Che l'ipotesi di una maggioranza divisa sulle comunicazioni della premier relative al prossimo Consiglio Ue non fosse mai stata sul tavolo era cosa nota. E infatti i numeri hanno sorriso al centrodestra, che anche ieri al Senato ha presentato un documento unitario. Ciò che è sembrato rilevante, nel primo round della due giorni parlamentare di Giorgia Meloni, sono stati i segnali di apertura verso l'alleato che appariva più riottoso nell'avallare alcuni concetti balenati a Strasburgo la settimana scorsa, in occasione del voto su ReArm Europe, e cioè la Lega di Matteo Salvini. Che alla fine della fiera ha ottenuto, almeno sul piano delle dichiarazioni ufficiali, probabilmente più di quanto si aspettasse. Quanto detto nel corso dell'intervento di Meloni, infatti, è stato da un certo punto di vista più esplicito nel blandire il punto di vista del Carroccio sulla difesa Ue e sulle trattative per la pace in Ucraina, del punto di caduta trovato dagli “sherpa” della maggioranza per il testo della risoluzione comune.

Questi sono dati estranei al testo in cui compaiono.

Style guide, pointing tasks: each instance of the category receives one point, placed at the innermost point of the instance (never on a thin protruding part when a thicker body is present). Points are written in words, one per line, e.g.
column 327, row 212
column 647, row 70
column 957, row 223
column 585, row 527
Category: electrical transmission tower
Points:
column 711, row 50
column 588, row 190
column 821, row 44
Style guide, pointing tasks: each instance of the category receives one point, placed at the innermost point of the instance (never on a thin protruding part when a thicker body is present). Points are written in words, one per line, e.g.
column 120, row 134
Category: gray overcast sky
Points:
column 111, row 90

Se quest'ultima, infatti, proprio per evitare fibrillazioni, si era strettamente attenuta ai punti all'ordine del giorno domani e venerdì a Bruxelles, dilungandosi su temi – pur importanti – come la competitività e il contrasto dell'immigrazione illegale, dribblando con eleganza il punto delle spese militari, a voce la presidente del Consiglio non ha concesso aperture solo sulla questione del sostegno italiano all'Ucraina, ribadendo che la Russia è il paese aggressore, ma non si è sbilanciata sul piano Kallas per nuovi armamenti (che ammonterebbe a 40 miliardi) e ha ribadito il netto no alla possibilità di inviare truppe in Ucraina, nel quadro di un impegno unilaterale dei “volenterosi” del Primo Ministro britannico Starmer e del presidente francese Macron.

Ma le “carezze” della premier al suo vice Matteo Salvini non si sono limitate a questo, ma hanno incluso la sottolineatura dell'importanza del ruolo degli Usa e la necessità per l'Europa di non entrare in rotta di collisione con Washington, inaugurando una guerra commerciale a colpi di rappresaglia sui dazi, senza dimenticare l'importanza delle iniziative del presidente Trump per la pace in Ucraina.

La parte che ha sospinto maggiormente i senatori leghisti verso gli applausi convinti a Meloni, però, sono state le parole tiepide e tranquillizzanti sul piano di riarmo presentato qualche giorno fa da Ursula von der Leyen, un piano che non dovrà attingere ai fondi di coesione e che è stato definito “roboante” rispetto alla realtà, come a dire che allo stato si tratta di un qualcosa di poco concreto e definibile. Come ciliegina sulla torta, l'affermazione secondo la quale l'Ue «dovrebbe occuparsi di meno materie e di quelle di cui gli Stati nazionali non possono occuparsi da soli».

Non appena terminato l'intervento della premier, da via Bellerio è giunto un placet tempestivo sotto forma di nota: «Niente truppe italiane», ha scritto la Lega, «in Ucraina e nessuna ipotesi di esercito europeo, nessun taglio ai fondi per lo sviluppo e nessun accenno a un debito comune europeo, massimo sostegno all'impegno di Donald Trump per la pace e investimenti per la sicurezza in Italia. Bene il discorso di Giorgia Meloni che va nella giusta direzione, fortemente auspicata da Matteo Salvini».

«La realtà», ha proseguito la nota, «è più forte di ogni fantasia giornalistica, gli italiani chiedono pace, salute e lavoro, non tagli e tasse per comprare armi e proseguire guerre». Nel corso del dibattito, il leghista Borghi – tra i più intransigenti del suo partito - aveva d'altra parte manifestato la propria convinta soddisfazione, ringraziando peraltro il ministro degli Affari Europei Tommaso Foti per la sua opera di mediazione.

Nessuna manifestazione di insofferenza, da parte di Forza Italia, per la “strategia dell'attenzione” usata da Meloni per la Lega. Al contrario, Antonio Tajani si è compiaciuto per la compattezza della maggioranza, assumendo una posizione pacata e interlocutoria sia sull'esercito comune europeo che sul piano Kallas. Limitandosi a scuotere la testa quando Borghi ha definito il primo “una follia”.